Después de horas de confidencias en el coche, Encarni y yo llegamos a Lisboa. ¡Por fin Lisboa!, ¡qué bien Lisboa!
Una vez cruzado el puente, un café y un cigarro en una terraza cualquiera nos dan la bienvenida. Empezamos a creernos que por fin hemos organizado un viaje y estamos en destino. Ávila fue un entrenamiento circular. Allí místicas, ¿y aquí?
Nuestros anfitriones: Gil y Caro, amigos de Encarni. Una pareja de alemanes adorables, hechos el uno para el otro.
Así que, entre inglés, alemán y portuñol el Barrio Alto nos riega de birras. Y sentados en corro en una explanada descubro las colinas de la ciudad. Me gusta, se me hinchan de aire los ojos. A Encarni, por un momento la noche le parece Granada.
Al día siguiente, Praia Morena. Me recuerda los veranos de mi infancia, el Atlántico, el agua helada, la brisa y el sol en una playa de arena clara (de la que me robo un poco para la colección).
Morenas enought? El día amanece nublado. En la Boca do Inferno vemos las olas golpear contra las rocas. Y de boca en boca, al Cabo, donde la tierra se acaba y el mar comienza.
De un brinco nos colamos en un cuadro de Monet, frente a la entrada de Monserrate, ¡¡nenúfares!! Y de un cuadro a un cuento, el de una princesa que vive en un jardín secreto, lleno de helechos y magnolias, de árboles imposibles y una pequeña capilla acosada por raíces.Sintra, estrecha. Y en la Quinta da Regaleira descubrimos al fauno del laberinto. Se despierta la fantasía, cuentos, magia, globos y bolas de cristal.

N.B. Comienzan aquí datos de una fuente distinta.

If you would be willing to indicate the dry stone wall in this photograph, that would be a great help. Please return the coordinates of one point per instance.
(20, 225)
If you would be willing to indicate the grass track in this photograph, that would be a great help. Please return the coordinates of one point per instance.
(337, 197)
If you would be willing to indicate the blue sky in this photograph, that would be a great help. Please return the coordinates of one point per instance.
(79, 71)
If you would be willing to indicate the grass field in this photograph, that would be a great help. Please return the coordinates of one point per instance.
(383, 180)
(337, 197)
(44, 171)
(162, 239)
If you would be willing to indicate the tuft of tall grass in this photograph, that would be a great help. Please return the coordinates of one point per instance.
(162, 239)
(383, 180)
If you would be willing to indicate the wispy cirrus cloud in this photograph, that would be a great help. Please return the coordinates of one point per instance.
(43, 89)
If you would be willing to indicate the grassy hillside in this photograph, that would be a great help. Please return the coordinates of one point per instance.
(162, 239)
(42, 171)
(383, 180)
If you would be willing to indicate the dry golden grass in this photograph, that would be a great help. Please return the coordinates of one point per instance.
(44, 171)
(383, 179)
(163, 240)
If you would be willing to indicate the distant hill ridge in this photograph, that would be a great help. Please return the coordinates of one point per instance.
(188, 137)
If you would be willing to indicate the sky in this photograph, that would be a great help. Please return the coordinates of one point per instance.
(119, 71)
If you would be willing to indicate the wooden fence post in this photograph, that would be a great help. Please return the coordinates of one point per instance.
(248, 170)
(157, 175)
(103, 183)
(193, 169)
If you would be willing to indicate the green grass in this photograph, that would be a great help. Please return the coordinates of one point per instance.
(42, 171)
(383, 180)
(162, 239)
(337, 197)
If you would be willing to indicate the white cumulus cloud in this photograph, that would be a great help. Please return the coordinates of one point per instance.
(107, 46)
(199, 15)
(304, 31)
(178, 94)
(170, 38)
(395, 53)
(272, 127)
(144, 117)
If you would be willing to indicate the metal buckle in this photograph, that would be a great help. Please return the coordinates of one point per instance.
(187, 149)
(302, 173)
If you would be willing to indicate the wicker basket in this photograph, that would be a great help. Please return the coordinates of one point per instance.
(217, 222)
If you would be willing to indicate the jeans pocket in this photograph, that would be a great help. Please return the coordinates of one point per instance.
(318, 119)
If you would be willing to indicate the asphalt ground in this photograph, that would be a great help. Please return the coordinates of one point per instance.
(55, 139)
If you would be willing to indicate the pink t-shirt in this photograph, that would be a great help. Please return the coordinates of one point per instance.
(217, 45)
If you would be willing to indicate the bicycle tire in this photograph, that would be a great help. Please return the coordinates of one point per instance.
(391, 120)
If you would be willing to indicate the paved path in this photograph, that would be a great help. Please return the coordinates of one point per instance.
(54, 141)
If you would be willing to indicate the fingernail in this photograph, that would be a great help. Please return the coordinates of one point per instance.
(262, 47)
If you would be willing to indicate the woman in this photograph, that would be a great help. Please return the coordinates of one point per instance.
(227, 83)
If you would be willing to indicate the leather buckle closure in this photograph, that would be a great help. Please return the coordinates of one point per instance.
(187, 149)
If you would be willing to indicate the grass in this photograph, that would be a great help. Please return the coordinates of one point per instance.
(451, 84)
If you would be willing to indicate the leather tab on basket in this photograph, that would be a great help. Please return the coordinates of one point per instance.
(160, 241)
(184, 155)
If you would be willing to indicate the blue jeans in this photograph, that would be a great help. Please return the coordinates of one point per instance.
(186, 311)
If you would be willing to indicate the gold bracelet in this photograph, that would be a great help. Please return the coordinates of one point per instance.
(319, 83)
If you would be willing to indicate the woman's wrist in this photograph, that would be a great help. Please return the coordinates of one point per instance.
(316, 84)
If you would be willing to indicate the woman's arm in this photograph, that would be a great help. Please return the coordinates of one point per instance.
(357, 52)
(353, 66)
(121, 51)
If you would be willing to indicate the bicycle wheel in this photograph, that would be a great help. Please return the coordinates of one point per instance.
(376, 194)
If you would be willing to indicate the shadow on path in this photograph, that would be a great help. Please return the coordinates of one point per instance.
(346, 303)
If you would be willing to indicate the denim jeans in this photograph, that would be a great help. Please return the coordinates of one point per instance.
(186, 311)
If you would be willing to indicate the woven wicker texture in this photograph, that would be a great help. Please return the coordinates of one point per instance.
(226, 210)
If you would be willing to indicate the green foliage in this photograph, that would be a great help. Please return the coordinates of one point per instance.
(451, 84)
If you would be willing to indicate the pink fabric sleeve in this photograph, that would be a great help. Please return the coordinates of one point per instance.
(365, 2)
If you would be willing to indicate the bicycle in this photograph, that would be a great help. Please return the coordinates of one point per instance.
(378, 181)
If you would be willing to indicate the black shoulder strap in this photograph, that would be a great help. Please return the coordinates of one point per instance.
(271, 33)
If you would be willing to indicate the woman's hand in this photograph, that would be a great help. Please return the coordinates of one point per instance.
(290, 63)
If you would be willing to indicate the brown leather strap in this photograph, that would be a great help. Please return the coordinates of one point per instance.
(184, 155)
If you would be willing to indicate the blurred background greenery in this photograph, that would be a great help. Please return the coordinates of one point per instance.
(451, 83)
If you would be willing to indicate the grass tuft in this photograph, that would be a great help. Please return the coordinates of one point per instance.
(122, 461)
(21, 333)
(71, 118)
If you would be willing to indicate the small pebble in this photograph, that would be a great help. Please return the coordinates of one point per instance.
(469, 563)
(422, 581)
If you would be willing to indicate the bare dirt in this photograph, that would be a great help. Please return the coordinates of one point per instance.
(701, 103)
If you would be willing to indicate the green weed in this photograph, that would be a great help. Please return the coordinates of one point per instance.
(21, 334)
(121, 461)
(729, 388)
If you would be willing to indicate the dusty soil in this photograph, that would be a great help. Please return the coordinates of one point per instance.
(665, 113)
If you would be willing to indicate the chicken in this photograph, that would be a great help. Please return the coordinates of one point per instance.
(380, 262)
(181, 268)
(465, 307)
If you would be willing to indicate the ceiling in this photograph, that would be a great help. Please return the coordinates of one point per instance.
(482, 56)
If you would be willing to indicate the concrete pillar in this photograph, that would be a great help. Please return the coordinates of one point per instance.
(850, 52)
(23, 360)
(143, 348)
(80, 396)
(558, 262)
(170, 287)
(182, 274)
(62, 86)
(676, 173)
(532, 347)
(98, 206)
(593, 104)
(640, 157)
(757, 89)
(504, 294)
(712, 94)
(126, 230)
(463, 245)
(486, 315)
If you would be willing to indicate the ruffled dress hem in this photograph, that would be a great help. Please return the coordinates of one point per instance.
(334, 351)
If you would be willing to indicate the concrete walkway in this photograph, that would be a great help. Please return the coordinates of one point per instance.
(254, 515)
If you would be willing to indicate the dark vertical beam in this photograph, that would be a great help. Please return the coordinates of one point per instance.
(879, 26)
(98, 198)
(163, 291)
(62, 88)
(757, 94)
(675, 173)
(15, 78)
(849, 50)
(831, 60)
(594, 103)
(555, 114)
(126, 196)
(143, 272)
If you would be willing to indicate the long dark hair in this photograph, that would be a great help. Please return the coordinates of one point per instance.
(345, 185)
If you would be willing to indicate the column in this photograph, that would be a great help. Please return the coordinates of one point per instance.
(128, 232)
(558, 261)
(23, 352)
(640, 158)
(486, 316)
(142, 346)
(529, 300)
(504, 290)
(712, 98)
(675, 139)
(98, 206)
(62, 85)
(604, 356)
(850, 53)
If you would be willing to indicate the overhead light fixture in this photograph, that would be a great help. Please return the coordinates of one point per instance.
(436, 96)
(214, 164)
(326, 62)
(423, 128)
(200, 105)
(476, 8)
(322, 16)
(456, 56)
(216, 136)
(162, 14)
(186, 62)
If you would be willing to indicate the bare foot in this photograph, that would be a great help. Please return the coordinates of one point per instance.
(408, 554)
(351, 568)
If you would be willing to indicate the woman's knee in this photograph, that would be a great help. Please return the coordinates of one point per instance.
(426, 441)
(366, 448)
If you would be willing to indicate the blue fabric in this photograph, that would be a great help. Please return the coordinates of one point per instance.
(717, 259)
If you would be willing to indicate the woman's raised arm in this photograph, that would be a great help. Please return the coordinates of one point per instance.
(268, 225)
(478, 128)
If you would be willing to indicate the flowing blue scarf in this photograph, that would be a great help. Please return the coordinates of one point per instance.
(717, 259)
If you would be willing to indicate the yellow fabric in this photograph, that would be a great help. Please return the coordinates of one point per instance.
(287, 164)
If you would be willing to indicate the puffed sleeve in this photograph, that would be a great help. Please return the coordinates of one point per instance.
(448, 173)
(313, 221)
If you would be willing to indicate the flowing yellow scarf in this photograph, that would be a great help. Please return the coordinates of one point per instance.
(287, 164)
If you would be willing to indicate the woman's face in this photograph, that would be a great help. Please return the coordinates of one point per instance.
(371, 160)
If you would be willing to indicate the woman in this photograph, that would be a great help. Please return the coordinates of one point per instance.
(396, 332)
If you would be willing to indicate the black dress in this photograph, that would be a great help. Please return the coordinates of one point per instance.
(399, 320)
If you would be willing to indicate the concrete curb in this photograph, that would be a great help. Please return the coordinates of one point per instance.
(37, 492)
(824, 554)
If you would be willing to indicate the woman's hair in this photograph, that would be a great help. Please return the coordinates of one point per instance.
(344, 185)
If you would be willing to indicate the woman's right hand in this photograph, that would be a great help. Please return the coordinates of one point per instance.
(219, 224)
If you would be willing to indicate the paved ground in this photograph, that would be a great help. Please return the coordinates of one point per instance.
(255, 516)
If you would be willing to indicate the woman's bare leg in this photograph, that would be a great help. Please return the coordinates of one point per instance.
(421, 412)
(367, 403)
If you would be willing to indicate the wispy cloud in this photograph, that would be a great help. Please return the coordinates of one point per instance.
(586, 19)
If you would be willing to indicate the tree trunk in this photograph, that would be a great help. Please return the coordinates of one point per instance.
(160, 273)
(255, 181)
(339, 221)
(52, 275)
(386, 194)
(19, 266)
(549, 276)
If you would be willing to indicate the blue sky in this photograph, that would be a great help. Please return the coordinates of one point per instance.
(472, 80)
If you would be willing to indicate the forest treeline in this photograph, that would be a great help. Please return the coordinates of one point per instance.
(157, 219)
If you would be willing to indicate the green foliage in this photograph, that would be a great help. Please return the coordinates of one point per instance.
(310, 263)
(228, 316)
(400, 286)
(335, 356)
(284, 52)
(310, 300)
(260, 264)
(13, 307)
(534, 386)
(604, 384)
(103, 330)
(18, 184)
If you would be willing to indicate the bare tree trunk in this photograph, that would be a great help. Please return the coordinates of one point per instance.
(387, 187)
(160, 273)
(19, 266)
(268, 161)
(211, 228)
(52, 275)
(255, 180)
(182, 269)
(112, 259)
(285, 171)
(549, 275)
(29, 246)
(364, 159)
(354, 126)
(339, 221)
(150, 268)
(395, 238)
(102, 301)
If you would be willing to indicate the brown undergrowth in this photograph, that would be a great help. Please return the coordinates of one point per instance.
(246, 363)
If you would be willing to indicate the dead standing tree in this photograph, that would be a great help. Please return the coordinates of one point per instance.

Por la noche, concierto en la plaza del comercio, Terrakota. La música no me gusta, pero el escenario se llena de niñas que bailan y me hacen sonreír. Un collar de Brasil para pedir un deseo. El brasileño simpático me falló, mi deseo no se cumple...
Día de paseo por Lisboa. Subida obligada en el ferrocarril. Y en el mirador de Santa Luzia por teléfono nos contagian la locura. El ICEX nos sigue torturando, ¡destinos hasta la C! Paseamos cerca del castillo de san Jorge para relajarnos, y nos ladran a modo de piropo...
Cena con familia alemana, o portuguesa, ¡o qué sé yo!, ¡qué raro es todo! Prisas e histeria, y tres chicas en coche perdidas por Lisboa. "Scusa!", jajaja. Y tarde, pero llegamos a la Tasca do Chico. Un cartel en la pared reza que es tan fadista quien canta como quien sabe escuchar. Yo no debo ser buena fadista, porque no me ha producido una gran curiosidad. Pero debo ser Jesica, porque me puso la piel de gallina al cantar.
Como avocadas al bucle, Encarni y yo celebramos las noticias y nos despedimos de Lisboa, con café y cigarro en la misma terraza cualquiera que nos vio llegar.